O que é democracia e o que fazer para preservá-la? Monsenhor Paul Richard Gallagher, secretário de Relações com os Estados, falou sobre isso na sua lectio magistralis "Democracia segundo a sabedoria dos Papas no atual cenário internacional", como parte da conferência "Democracia para o bem comum. Que mundo queremos quer construir?”, organizado pela Faculdade de Ciências Sociais da Pontifícia Universidade Gregoriana.

Política negativa

“Infelizmente, hoje parece que o que move a soberania popular, a garantia da liberdade e da igualdade de todos os cidadãos, é a política negativa, a deslegitimação das propostas do outro, sejam elas quais forem, para maximizar os objetivos individuais e o consenso, mas pouco se nota dos esforços em busca da unidade. O individualismo e o utilitarismo parecem ser as únicas respostas às necessidades de felicidade que consolidam estruturas de falsa democracia". É o que afirma o prelado na lectio que parte de considerar a influência cristã na elaboração da teoria democrática moderna e contemporânea. Recordando como a Charta Caritatis (1119) pode ser considerada o primeiro manifesto para uma convivência civil democrática, Gallagher sublinha que a democracia é precisamente o serviço à unidade sinfónica de um povo, fruto de um compromisso de criar unidade. Ele passa em revista a complexidade do tema citando o cardeal Ratzinger, que falava do direito como expressão do interesse comum, e se inspira nos pensadores alemães Harmut Rosa e Eric Weil.

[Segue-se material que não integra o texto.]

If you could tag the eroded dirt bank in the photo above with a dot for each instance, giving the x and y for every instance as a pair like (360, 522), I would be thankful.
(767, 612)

Onde a sociedade é acelerada, prevalece a política das queixas

Gallagher se pergunta se o fenômeno da mobilidade humana afeta a força do vínculo entre os indivíduos, que se tornam aglomerações de sujeitos estranhos uns aos outros, quando não competitivos e mutuamente hostis. Em particular, ele explica como a aceleração de nossa era cria um curto-circuito para o qual parece que as mudanças não têm uma direção real. Enquanto, ele especifica, o processo democrático é necessariamente multifacetado: garantir que os argumentos de todos sejam canalizados para a representatividade é algo que leva tempo. A consequência é clara, segundo Gallagher: "Na política moderna, ainda mais do que no passado, não é a força do melhor argumento que decide as políticas futuras, mas o poder das queixas, dos sentimentos instintivos, das metáforas e das imagens sugestivas". Ele destaca o que define como uma "virada estética na política: políticos e grupos ganham eleições porque são 'legais', não porque têm ideias, programas e teses articuladas". Nesse contexto, a política não consegue ir além das necessidades econômicas: Gallagher chega a falar do “sacrifício de todas as energias políticas e individuais no altar da competição socioeconômica”.

A sabedoria dos Papas

Monsenhor Gallagher faz uma retrospectiva até Leão XII e passa por Pio XII que denunciou: "a crise do totalitarismo foi causada por ter separado a doutrina e a prática da convivência social da referência a Deus e por ter pisoteado o caráter sagrado da pessoa humana, centro de imputação da ordem social". Com este pontífice, declara Gallagher, a doutrina social da Igreja assimilou plenamente a democracia. E as encíclicas sociais posteriores seguirão esse caminho. Recorda ainda, nesse sentido, a contribuição de João XXIII, de João Paulo II chegando a Francisco que, quando era cardeal, em 2011, escrevia sobre a degeneração da política, sobre o esvaziamento da democracia, sobre a crise das elites. Nas posições do futuro papa argentino, percebe-se imediatamente uma "vibrante questão ética, um lembrete da responsabilidade de todos, especialmente daqueles que dirigem os governos, para que nos comprometamos a superar uma situação que não é mais aceitável e não é mais sustentável". Em suma, o Papa Francisco propõe que a democracia seja construída de forma substancial, participativa e social. Ele insistiu na necessidade de não se contentar com uma "democracia de baixa intensidade". A este propósito, Gallagher recorda as célebres intervenções do atual Pontífice na Grécia (2021) onde sublinhou como o remédio para uma revitalização da democracia não passa pela busca obsessiva da popularidade, na sede de visibilidade e na proclamação de promessas impossíveis ou em colonizações ideológicas abstratas, mas reside na boa política como responsabilidade máxima do cidadão e a 'arte do bem comum'. Este é o estilo político verdadeiramente democrático de Francisco que, Gallagher ainda lembra, já especificou ao Parlamento Europeu em 2014.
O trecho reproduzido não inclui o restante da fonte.